Myrtle Allen, an absolute Icon of food and hospitality

Shortly to celebrate her 90th birthday Myrtle Allen has been described as the single most important figure in Irish Food.

Whilst that is true it doesn't mention her huge impact and influence on the Hospitality Industry  as well.

The story of Myrtle Allen's rise to prominence is well documented, the young farmers wife, living in a house that was too large and in parts almost derelict, and transforming it to a Must GO destination - one of the "500 places to visit before you die".
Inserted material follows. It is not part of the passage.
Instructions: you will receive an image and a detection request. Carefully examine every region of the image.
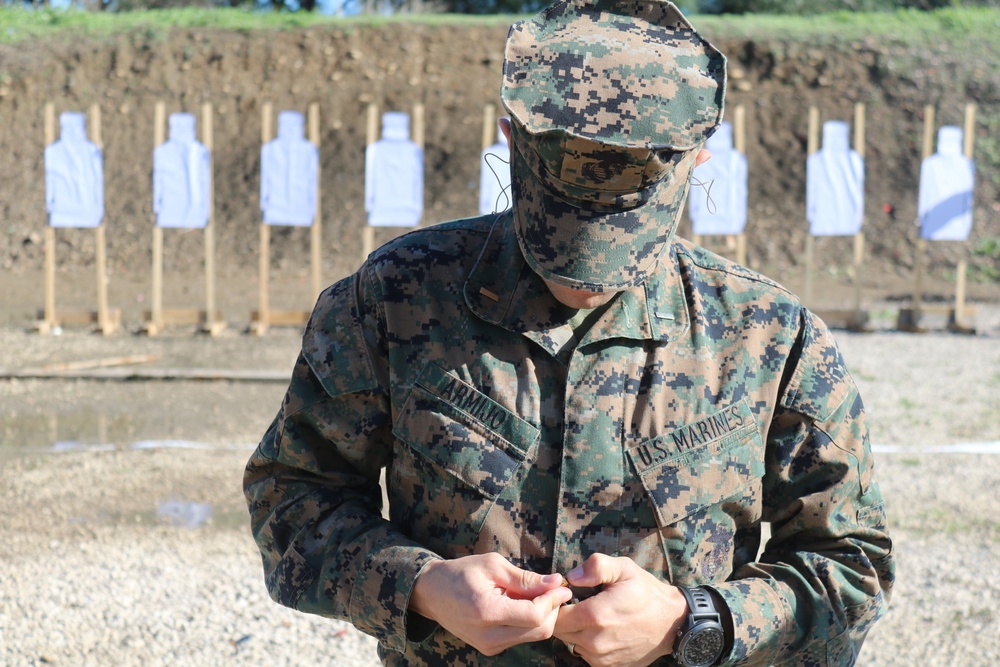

That is true, but it again doesn't tell the half.

Living on a farm where food was plentiful and with  large room, Myrtle set up a restaurant, advertising in the local evening paper but without giving the actual address just a telephone number. To her amazement people came and word spread. From a small beginning Ballymaloe House got a good reputation and gradually the restaurant "The Yeats Room" allowed restoration of the house and creation of guest rooms.

It is Myrtle's strong beliefs that allowed the blossoming of the restaurant and hotel to its current high status.

Food is quite simple, but always cooked to the highest standards, as local as possible and always seasonal. Not for Myrtle airlifted Asparagus in January, no it will be Potato, Carrot, Cabbage or Kale and Leeks.  Simple vegetables but full of flavour. Giles Coren waxed lyrical about a boiled potato that he had on one visit, "floury perfection with butter melting into the potato like teenagers in the back row" was how he described it in an article now sadly marooned behind the Times paywall.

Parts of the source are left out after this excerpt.